06 Storage and Backup¶
Data Storage¶
Research data can be stored on different media with different advantages and disadvantages.
Storage options at UFZ
Depending on the storage device, there are major differences in the protection against data loss and unauthorized access:
Personal Computer
self-responsible for security and backup; own control everything that happens with the computer happens with the backup possible lack of resources and know-how to configure and check the quality of backup copies individual solutions are complex, costly and inefficient in the overall picture of a working group
Mobile storage device
easy to transport can be stored in a lockable cabinet or safe particularly easy to lose and can be easily stolen, therefore particularly unsafe contents are unprotected in case of loss, if they were not encrypted before susceptible to shock and wear (external hard drive)
Institutional storage location
backup of data is ensured professional implementation and maintenance storage in accordance with the institution's data protection policy data protection regulated by access rights usable for remote office work speed may depend on network conditions access to backups may be delayed due to the chain of command possibly unclear which security criteria and strategies are used may involve higher costs
External storage location
easy to use and manage are professionally maintained usable for remote office work depending on the provider, connection may also be insecure depending on access to internet upload and download may take some time access to backups may be delayed data protection: unclear which security criteria and strategies are used and whether they are appropriate for sensitive data and meet the requirements of your institution many institutions have issued special regulations for the use of such services, e.g. Freie Universität Berlin
Free cloud storage services are not appropriate locations for data that needs to be protected. It is questionable how secure the data is in a cloud and who has control over what happens to the data. Although it is the task of cloud service providers to prevent misuse of data, it is unclear whether they are able to do so comprehensively. In addition, researchers can also contribute physically to securing their (sensitive) data by control access. For example, they can store their storage devices in a separate lockable room or cabinet. Notebooks can be secured against theft by a lock. It is important, however, that at least two people have access to the data in order to guarantee the accessibility of the data in case of illness or absence.
Backup Options¶
Backup means the creation of a copy of the data on another storage device. A backup should be carried out in a planned and structured manner in order to facilitate data reconstruction if necessary. Only when the hard drive or the external storage is no longer functioning or gets lost, does one notice how important a regular backup is. If this has been set up and carried out correctly beforehand, the lost data can be easily restored. To avoid file loss due to defective hardware or software, you should therefore think about backup strategies beforehand. Many operating systems are already equipped with their own backup programs and do not require any installation effort (e.g. Mac provides Time Machine). If you are not satisfied with these integrated solutions, you can choose from a whole range of programs (some of which require payment), e.g. Duplicati, Cobian Backup, Areca Backup or Aoemei Backupper Standard. These offer two different backup types: incremental or differential. With both types, a full backup is created first. After that, the
- incremental backup only saves files or parts of files that have changed or been added since the last incremental backup,
- differential backup saves all data that has changed or been newly added since the last full backup.

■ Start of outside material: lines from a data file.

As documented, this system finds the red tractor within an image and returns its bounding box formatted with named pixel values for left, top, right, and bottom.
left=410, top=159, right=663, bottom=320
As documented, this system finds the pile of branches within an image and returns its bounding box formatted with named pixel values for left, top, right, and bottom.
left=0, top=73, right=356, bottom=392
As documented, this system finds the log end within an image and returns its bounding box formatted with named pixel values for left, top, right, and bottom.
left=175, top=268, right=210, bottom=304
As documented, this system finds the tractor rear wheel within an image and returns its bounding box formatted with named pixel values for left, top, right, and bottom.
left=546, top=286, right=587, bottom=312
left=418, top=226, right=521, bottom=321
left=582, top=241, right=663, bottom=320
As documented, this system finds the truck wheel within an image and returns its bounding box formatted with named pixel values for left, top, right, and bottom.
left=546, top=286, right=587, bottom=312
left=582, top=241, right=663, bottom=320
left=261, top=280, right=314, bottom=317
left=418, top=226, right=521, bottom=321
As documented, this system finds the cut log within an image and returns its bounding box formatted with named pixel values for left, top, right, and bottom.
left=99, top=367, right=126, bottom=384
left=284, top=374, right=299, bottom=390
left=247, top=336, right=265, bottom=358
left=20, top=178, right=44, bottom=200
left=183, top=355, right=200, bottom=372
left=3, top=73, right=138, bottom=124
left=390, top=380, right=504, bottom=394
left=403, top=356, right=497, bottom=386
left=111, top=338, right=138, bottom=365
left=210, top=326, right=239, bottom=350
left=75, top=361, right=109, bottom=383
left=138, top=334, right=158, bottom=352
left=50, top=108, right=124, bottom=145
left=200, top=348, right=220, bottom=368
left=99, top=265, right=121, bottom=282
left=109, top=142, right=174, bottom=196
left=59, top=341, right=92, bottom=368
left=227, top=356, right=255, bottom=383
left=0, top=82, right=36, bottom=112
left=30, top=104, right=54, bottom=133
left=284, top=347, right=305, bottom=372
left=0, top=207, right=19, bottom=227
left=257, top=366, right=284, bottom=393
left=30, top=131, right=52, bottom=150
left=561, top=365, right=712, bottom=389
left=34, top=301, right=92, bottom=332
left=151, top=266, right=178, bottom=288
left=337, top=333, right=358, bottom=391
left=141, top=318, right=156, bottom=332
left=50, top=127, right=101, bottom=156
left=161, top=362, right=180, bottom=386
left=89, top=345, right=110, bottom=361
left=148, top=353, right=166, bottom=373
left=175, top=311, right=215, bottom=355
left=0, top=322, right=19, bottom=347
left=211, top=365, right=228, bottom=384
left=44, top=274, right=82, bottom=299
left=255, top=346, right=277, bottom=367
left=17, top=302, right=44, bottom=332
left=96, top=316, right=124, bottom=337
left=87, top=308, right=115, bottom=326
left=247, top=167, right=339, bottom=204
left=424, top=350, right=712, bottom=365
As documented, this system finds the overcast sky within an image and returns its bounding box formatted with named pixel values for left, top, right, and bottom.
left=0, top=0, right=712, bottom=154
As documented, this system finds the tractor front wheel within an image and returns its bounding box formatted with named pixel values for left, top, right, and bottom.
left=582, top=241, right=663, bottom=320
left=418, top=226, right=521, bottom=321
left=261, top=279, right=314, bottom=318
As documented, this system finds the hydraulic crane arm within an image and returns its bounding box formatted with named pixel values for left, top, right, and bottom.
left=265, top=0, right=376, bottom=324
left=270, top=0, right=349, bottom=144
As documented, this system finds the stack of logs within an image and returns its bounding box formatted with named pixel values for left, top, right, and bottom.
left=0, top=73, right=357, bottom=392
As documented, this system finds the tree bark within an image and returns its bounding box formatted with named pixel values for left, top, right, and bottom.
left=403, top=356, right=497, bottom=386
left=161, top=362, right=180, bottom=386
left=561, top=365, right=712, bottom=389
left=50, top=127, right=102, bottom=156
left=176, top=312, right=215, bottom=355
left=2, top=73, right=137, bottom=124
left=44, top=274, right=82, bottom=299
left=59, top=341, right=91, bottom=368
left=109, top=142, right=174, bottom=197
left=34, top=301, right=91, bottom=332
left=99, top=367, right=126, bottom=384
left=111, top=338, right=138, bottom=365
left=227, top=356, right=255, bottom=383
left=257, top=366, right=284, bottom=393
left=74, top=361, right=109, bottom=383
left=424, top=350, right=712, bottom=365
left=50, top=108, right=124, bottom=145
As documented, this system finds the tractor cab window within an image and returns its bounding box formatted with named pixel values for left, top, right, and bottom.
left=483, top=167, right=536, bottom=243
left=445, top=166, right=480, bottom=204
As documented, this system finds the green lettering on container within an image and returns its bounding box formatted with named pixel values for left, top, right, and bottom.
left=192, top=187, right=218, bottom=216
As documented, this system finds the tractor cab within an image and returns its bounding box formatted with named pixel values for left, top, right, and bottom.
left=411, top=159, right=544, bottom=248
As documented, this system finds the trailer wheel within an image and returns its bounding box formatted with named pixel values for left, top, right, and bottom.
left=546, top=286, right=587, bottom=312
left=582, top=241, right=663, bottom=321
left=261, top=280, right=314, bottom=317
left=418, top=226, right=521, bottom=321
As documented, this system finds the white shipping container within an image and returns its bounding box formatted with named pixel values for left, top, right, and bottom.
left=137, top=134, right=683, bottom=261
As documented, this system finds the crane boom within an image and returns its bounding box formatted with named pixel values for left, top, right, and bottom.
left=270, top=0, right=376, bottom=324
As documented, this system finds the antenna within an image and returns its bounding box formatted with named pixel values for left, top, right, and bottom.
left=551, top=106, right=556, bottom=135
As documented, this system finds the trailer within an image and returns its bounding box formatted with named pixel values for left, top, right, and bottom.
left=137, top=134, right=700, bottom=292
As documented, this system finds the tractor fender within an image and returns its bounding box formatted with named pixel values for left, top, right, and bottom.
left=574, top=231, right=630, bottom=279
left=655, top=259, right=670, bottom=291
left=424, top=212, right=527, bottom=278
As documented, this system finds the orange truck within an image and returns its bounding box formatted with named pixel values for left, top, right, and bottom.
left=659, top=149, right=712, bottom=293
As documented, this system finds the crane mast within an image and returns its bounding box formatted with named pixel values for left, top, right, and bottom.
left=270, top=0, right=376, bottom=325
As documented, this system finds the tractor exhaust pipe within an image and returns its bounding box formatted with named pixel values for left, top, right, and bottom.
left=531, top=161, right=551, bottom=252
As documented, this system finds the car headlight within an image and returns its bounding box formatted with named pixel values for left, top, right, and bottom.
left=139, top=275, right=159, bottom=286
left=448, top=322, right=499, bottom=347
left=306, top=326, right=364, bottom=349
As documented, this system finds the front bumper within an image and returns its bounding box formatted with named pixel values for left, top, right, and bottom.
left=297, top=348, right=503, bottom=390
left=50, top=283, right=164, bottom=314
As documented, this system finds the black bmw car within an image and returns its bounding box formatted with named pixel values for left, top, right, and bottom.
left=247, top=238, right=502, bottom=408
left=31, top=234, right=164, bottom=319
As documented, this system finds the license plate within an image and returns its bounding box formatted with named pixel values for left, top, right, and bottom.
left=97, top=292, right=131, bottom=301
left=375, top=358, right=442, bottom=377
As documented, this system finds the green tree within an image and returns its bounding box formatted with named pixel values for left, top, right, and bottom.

Strategies for a Secure Backup¶
Backup devices should be separate from the infrastructure usually used. It is recommended to save data at least once a day and to perform a weekly overall backup. These ‘3-2-1’ principles have proven useful for backups:
- at least three copies of your data,
- on at least two different storage devices and
- one of them should be stored remotely, at a different location.
Data recovery should be checked at the outset and at regular intervals. Most institutions offer an automatic solution where all data is stored exclusively on drives safeguarded by the IT department. This professionalization ensures the backups will not be forgotten and the configuration of the backup system does not have to be done individually.
Recommendations for a Jump Start¶
Jump start
Setting up a backup strategy is the very first thing you should do before producing any data, documents etc.